O-Kay for Sound is a 1937 British comedy film directed by Marcel Varnel and starring the Crazy Gang troupe of comedians. It was written by Marriott Edgar and Val Guest based on the stage show by Bert Lee and R. P. Weston. It was made at Islington Studios by Gainsborough Pictures, with sets designed by the art director Alex Vetchinsky. The film was re-issued in 1942.

==Plot==
After falling on hard times the members of the Crazy Gang are busking on the streets of London. After are hired as extras on a film set, on arriving at the studios are mistaken for a group of potential investors and given free run of the studios, causing chaos.

==Main cast==
- Jimmy Nervo as Cecil
- Teddy Knox as Teddy
- Bud Flanagan as Bud
- Chesney Allen as "Ches"
- Charlie Naughton as Charlie
- Jimmy Gold as Jimmy
- Fred Duprez as Hyman Goldberger
- Enid Stamp-Taylor as Jill Smith, secretary
- Meinhart Maur as Guggenheimer
- Graham Moffatt as Albert, the page boy
- Patricia Bowman as dancer
- Peter Dawson as singer
- Jan Gotch as all-in wrestler
- H. F. Maltby as John Rigby
- Louis Pergantes as all-in wrestler
- The Sherman Fisher Girls as dancers
- Louis Levy as conductor

==Reception==
The Monthly Film Bulletin wrote: "The comedy is sometimes broad but always funny; the film moves at a rattling pace ... There is enough plot to hold the film together and to weld into a unity the many and various scenes: ballet (first serious, then comic), plantation songs, burlesque Indian frontier melodrama and custard-pie. Throughout the 'Crazy Gang' display their powers of entertainment, with cleverly introduced interludes by other music-hall experts, such as Lucienne and Ashour, the Robinis, the Radio Three and the J. Sherman Fisher Girls."

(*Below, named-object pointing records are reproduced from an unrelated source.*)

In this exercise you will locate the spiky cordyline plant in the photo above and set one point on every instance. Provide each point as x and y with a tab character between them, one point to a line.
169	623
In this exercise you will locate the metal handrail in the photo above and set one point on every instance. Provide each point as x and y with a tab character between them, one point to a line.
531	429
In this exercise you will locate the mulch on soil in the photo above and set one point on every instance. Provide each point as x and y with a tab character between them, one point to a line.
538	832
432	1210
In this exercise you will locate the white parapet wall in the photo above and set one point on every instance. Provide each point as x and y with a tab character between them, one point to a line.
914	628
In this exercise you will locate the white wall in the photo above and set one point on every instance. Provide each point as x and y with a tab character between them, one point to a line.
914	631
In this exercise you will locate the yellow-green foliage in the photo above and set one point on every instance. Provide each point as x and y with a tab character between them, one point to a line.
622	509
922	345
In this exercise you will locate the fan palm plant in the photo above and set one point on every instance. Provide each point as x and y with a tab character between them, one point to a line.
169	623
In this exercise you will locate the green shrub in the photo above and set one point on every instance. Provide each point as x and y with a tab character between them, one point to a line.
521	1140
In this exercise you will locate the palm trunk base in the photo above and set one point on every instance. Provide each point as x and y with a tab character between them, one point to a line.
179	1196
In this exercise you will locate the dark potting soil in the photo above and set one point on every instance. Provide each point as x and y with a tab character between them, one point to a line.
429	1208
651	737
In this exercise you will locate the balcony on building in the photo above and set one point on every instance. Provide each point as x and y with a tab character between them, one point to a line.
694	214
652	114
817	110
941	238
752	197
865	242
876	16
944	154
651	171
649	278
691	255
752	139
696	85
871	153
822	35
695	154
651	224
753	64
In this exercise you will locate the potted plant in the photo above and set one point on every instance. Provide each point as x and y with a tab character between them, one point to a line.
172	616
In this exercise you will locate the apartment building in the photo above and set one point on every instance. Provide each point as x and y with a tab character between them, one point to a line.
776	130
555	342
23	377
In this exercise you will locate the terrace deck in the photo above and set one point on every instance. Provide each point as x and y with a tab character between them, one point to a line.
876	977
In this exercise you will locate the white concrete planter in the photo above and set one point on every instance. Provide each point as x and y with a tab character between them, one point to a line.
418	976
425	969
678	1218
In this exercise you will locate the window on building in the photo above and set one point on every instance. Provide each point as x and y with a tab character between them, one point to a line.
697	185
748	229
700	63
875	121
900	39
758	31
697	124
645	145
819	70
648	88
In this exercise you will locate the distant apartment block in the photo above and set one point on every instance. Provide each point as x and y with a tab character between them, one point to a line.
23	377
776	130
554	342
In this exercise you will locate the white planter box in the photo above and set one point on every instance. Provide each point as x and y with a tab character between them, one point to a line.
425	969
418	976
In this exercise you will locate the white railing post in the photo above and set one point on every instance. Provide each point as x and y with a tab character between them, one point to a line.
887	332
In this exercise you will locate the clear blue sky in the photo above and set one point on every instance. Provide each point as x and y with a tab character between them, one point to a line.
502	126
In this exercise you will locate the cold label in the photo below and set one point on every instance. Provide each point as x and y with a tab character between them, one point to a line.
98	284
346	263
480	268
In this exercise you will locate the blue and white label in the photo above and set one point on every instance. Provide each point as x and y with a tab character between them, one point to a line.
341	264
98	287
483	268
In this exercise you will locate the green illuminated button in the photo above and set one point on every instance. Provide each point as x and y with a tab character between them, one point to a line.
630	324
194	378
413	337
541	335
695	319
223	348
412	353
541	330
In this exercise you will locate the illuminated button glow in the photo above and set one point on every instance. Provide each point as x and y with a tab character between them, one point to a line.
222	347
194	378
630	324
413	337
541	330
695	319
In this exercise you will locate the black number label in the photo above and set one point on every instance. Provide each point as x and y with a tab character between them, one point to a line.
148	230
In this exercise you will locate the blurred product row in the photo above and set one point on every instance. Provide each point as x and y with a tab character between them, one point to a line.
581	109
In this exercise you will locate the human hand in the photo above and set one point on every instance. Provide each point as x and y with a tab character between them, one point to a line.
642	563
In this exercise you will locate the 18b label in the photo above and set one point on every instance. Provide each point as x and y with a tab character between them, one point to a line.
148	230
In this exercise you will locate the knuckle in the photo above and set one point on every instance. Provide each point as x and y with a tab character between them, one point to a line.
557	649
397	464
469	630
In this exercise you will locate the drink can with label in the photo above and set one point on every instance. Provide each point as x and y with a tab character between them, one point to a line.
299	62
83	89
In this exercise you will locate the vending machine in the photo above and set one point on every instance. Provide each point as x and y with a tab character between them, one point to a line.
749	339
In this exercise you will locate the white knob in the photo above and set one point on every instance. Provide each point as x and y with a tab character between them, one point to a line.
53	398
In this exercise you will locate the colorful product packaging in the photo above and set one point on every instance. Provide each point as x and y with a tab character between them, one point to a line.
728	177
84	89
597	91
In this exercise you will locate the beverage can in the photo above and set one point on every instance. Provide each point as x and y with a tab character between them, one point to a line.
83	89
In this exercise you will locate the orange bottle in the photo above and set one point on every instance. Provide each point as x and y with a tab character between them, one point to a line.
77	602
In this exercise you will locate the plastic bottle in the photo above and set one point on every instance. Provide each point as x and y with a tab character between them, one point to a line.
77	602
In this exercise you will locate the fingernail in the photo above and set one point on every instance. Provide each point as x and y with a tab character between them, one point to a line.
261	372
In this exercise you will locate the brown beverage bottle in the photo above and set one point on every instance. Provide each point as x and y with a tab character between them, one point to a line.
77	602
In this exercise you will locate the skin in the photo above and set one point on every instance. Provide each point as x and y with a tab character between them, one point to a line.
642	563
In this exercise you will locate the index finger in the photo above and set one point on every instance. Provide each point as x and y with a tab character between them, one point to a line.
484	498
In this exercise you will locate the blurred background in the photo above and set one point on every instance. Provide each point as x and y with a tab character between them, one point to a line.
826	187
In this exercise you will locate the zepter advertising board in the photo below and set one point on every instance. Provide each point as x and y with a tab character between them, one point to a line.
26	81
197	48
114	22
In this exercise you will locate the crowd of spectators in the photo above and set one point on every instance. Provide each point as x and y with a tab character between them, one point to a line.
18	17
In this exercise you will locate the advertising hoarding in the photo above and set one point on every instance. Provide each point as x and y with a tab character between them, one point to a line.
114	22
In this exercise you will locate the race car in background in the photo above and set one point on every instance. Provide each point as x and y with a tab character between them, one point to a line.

Kine Weekly wrote: "The famous Crazy Gang are all here, and they fool with unflagging energy. The show could have been a little more compact, but taken all round it is bright and breezy. It is a good comedy bet for London, and it is to be hoped that the stars have the same pull in the provinces. It is worth a chance. ... The film is on the long side, but bright situations and gags turn up with sufficient frequency to keep the entertainment on a cheery level."